JEE Main 2021 — Solutions Question with Solution

Vapour pressure of pure benzene, $$p_A^o$$ = 70 Torr

Vapour pressure of pure methyl benzene, $$p_B^o$$ = 20 Torr

This mixture is equimolar, so number of moles of benzene,

n_A = number of moles of methyl benzene, n_B

Mole fraction of benzene in vapour phase, y_A = $$\frac{p_A}{p_T}$$ .... (i)

where p_A is pressure of benzene in mixture.

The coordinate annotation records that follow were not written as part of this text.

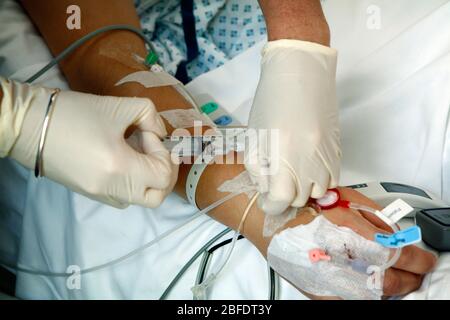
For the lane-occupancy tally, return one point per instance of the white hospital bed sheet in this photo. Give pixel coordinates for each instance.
(54, 228)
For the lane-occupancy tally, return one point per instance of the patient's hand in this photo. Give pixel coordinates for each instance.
(414, 262)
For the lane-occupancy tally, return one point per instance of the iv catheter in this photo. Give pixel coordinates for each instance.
(332, 199)
(130, 254)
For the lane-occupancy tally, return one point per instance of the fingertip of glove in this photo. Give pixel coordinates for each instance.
(272, 207)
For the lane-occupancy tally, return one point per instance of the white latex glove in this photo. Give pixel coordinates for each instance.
(85, 148)
(296, 95)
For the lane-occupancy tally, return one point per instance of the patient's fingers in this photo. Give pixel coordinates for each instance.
(412, 259)
(399, 282)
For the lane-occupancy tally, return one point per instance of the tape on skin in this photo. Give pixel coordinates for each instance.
(184, 118)
(274, 222)
(345, 275)
(243, 183)
(150, 79)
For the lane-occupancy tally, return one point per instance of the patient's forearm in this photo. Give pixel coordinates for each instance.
(296, 19)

$$p_A=\underset{Molefraction}{p_A^o{\chi }_A}=p_A^o\times \frac{n_A}{n_A+n_B}=p_A^o\times \frac{\frac{n}{A}}{2\frac{n}{A}}=\frac{p_A^o}{2}$$

p_T is total pressure,

$$p_T=p_A^o{\chi }_A+p_B^o{\chi }_B=p_A+p_B$$ (pressure of methyl benzene)

$$p_T=\frac{p_A^o}{2}+\frac{p_B^o}{2}=\frac{p_A^o+p_B^o}{2}$$

Putting in above equation (i),

$$y_A=\frac{\frac{70}{2}}{\frac{(70+20)}{2}}=\frac{70}{90}$$

y_A = 0.78 = 78 $$\times$$ 10^$$-$$2